Another great looking display!


----------



## lewlew (Mar 15, 2006)

Wow Jerry! It looks even better with all the details added. You do a fantastic job of setting up a scene. The more you look at the pictures the more details start to come out. I kind of like the one of the alter after all the tot'ing. The used pumpkin mask lying on the alter speaks of a job well done. Just great my friend.


----------



## RoxyBlue (Oct 6, 2008)

I think this will always be my favorite mini graveyard. Can you please move next door to us? And bring your house so it all fits like Dixie said.


----------



## fick209 (Aug 31, 2009)

I could sit and look at these pictures all day. You do such a great job with your yard. I love all the little details everywhere.


----------



## remylass (Sep 18, 2008)

I LOVE your free-standing zombie. Do you use rebar to make him stay up? I am looking for a better way to handle ours. 

Did you make the heads for your figures? They look great. 

The pics turned out really well.


----------



## SpectreTTM (Aug 22, 2005)

Great display.

what did you use for individual stone lights?


BTW nice house. Good Haunting potential. ;-)


----------



## jdubbya (Nov 6, 2005)

IMU said:


> Another great looking display!


Thanks IMU!



lewlew said:


> Wow Jerry! It looks even better with all the details added. You do a fantastic job of setting up a scene.
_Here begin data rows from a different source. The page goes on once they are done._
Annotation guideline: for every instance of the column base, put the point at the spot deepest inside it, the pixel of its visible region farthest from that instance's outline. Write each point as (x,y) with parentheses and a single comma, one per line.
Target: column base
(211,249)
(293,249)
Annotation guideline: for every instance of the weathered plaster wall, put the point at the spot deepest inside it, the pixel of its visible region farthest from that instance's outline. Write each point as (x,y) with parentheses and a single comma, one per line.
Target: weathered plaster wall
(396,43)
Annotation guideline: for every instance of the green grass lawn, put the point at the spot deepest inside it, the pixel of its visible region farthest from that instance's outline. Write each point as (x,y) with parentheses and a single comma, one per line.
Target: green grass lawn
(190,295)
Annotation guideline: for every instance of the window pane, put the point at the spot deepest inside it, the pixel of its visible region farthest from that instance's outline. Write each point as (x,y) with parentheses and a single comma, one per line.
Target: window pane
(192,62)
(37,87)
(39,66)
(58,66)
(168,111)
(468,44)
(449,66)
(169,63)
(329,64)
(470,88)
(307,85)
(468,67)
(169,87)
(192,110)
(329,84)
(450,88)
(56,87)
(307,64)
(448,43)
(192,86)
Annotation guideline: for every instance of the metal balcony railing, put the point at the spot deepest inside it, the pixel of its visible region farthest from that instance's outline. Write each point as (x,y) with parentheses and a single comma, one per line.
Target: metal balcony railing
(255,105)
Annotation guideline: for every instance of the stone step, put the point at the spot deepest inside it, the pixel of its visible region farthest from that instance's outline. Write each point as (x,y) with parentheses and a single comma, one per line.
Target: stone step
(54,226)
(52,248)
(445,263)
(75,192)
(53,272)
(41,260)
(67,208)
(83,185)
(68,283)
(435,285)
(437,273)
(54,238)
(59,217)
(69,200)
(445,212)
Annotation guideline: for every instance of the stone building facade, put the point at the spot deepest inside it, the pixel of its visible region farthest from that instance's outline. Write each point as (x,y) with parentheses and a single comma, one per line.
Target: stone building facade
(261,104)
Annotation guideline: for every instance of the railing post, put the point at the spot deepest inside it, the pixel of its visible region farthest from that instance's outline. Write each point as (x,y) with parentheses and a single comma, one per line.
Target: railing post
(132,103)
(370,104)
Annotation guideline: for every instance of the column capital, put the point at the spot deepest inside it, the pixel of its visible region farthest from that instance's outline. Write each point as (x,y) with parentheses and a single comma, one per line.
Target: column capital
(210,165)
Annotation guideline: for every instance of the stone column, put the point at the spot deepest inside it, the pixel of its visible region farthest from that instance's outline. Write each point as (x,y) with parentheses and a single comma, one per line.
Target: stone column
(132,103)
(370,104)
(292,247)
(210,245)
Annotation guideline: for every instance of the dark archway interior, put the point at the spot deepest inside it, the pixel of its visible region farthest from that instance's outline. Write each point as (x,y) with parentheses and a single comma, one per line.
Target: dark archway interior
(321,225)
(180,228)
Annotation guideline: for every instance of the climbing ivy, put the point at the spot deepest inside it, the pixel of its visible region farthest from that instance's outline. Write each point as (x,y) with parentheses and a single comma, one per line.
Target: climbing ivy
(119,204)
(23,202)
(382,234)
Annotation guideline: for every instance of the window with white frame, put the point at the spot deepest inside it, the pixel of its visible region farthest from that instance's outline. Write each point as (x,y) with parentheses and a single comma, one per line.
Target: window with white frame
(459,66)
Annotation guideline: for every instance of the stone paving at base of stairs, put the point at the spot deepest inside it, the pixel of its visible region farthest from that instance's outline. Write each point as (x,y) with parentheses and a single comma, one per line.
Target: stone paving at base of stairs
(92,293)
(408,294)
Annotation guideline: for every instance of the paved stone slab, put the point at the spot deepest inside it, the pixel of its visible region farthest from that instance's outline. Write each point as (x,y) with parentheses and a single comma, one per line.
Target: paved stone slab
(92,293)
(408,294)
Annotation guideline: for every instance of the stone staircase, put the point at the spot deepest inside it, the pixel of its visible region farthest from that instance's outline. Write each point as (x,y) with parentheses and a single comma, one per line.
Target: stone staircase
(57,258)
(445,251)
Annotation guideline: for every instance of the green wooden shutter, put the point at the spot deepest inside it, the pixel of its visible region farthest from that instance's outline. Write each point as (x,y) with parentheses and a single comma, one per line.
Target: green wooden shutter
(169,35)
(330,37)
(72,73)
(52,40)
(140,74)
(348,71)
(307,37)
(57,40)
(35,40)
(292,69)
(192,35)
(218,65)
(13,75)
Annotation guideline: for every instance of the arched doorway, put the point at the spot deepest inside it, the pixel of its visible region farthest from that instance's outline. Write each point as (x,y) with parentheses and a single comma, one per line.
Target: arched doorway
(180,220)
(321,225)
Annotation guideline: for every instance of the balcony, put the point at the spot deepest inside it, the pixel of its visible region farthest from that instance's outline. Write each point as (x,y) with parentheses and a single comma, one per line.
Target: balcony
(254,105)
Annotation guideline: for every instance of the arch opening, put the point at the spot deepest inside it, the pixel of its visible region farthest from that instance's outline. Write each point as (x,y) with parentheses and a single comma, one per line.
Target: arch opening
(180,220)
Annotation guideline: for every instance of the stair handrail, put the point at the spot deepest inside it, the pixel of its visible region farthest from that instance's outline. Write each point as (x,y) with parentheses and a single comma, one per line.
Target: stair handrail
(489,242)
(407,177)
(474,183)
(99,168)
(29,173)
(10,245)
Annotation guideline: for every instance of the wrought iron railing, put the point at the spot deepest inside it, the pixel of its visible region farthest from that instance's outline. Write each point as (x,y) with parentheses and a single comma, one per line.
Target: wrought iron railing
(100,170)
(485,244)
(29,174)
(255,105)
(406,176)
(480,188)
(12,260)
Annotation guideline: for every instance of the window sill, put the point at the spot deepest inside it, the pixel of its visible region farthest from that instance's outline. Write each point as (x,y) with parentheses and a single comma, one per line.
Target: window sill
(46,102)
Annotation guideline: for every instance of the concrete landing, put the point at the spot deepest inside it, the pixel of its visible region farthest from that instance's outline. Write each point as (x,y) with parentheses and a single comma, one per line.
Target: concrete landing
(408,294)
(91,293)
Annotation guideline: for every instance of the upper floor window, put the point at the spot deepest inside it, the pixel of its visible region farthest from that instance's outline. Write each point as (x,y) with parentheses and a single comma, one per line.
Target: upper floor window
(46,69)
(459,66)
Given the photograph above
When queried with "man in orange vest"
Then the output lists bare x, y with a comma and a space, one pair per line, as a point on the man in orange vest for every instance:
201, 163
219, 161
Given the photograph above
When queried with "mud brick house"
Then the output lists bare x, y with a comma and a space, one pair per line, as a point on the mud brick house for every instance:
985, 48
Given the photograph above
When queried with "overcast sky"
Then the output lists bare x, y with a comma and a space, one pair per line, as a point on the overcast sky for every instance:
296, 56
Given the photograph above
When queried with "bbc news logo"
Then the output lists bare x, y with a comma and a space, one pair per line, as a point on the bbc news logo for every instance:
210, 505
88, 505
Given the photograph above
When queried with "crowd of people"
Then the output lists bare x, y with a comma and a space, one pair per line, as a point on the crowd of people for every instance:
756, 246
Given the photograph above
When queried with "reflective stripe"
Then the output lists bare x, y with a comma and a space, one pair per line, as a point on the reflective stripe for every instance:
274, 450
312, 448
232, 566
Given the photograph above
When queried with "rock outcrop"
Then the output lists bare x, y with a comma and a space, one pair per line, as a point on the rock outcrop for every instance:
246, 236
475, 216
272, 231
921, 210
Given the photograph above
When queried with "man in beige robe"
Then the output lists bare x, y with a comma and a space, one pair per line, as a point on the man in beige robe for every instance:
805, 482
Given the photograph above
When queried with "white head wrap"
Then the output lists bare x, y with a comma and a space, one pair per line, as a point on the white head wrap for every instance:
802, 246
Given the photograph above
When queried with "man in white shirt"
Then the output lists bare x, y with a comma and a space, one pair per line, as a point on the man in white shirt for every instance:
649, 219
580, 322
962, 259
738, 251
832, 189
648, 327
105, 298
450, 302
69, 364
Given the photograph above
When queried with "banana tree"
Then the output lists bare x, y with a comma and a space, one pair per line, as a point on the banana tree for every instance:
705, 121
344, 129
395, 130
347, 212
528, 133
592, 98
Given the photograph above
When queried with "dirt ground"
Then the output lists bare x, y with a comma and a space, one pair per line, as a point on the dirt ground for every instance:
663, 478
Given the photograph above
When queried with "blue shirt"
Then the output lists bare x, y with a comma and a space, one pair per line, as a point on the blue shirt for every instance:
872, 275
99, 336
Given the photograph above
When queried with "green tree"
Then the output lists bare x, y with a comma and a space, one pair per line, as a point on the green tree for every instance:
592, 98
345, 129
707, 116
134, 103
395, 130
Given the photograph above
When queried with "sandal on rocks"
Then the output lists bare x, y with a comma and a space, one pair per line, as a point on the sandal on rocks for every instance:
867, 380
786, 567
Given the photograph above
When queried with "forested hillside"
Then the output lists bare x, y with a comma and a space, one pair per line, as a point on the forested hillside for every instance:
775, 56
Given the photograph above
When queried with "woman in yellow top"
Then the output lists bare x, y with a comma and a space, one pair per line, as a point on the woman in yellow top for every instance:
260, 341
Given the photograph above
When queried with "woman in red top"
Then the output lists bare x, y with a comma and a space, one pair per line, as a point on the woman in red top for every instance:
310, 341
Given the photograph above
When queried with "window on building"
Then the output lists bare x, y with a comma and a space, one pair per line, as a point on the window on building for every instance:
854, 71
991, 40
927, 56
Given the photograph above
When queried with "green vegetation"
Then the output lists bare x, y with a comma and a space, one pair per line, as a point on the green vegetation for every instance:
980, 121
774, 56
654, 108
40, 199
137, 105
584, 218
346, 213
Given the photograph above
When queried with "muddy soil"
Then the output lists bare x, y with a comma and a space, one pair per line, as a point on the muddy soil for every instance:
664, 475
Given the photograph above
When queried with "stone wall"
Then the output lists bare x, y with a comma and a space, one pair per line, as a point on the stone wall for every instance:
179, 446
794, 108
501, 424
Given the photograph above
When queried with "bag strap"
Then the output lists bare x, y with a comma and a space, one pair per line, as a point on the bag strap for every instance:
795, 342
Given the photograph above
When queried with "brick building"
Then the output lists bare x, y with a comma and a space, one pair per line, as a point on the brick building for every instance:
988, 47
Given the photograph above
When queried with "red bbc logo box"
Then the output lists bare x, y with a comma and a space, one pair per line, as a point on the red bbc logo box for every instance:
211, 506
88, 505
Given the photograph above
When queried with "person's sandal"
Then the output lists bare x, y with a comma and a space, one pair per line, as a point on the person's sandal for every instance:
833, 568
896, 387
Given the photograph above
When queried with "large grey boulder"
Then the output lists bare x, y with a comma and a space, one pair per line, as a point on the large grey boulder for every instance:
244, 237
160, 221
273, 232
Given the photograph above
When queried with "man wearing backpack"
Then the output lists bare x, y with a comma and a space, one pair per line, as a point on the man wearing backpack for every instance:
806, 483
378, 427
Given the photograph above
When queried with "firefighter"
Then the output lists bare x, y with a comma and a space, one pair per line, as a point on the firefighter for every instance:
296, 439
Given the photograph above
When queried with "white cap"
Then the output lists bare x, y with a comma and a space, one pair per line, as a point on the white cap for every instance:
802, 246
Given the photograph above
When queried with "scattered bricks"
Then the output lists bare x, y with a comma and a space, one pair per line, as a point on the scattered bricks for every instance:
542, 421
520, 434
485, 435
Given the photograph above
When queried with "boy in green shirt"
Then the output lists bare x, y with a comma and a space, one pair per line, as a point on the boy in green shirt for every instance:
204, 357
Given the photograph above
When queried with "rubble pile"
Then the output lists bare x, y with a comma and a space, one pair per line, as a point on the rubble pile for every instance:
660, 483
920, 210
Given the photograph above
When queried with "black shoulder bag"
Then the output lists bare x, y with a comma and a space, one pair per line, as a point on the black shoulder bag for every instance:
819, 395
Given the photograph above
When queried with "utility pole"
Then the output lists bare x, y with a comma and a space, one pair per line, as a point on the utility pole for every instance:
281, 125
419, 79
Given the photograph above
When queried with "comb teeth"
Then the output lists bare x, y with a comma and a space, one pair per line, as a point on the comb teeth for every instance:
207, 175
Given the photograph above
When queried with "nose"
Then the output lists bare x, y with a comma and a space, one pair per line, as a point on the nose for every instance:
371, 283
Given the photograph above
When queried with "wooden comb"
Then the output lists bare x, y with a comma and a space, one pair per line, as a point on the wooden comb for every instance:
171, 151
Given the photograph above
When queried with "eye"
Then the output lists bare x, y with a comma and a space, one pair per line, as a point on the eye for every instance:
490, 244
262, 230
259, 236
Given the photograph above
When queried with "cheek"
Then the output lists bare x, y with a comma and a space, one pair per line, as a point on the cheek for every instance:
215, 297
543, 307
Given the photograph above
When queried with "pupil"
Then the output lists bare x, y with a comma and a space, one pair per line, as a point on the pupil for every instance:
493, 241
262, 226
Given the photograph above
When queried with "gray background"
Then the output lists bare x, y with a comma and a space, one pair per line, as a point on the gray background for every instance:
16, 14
The more you look at the pictures the more details start to come out. I kind of like the one of the alter after all the tot'ing. The used pumpkin mask lying on the alter speaks of a job well done. Just great my friend.


Glad you were able to check it out almost completely set up Mark. We added a lot of little things for Halloween but you saw it pretty much as it was!



RoxyBlue said:


> I think this will always be my favorite mini graveyard. Can you please move next door to us? And bring your house so it all fits like Dixie said.


How I'd love to live next door to another haunter! What trouble...er..I mean fun, we'd have!:smoking:



fick209 said:


> I could sit and look at these pictures all day. You do such a great job with your yard. I love all the little details everywhere.


Thanks so much fick. It's small enough so that we can fuss over the little details.



remylass said:


> I LOVE your free-standing zombie. Do you use rebar to make him stay up? I am looking for a better way to handle ours.
> 
> Did you make the heads for your figures? They look great.
> 
> The pics turned out really well.


The standing zombie is a pvc frame figure and yup, there are two pieces of rebar that are drilled through the bottom of his shoes and the pvc lege fit over that. He was solid. I use masks for the heads. His was a new one I got this year from Death Studios. Awesome looking mask and matching hands. I hope to get a couple more zombie masks next year from them.



SpectreTTM said:


> Great display.
> 
> what did you use for individual stone lights?
> 
> BTW nice house. Good Haunting potential. ;-)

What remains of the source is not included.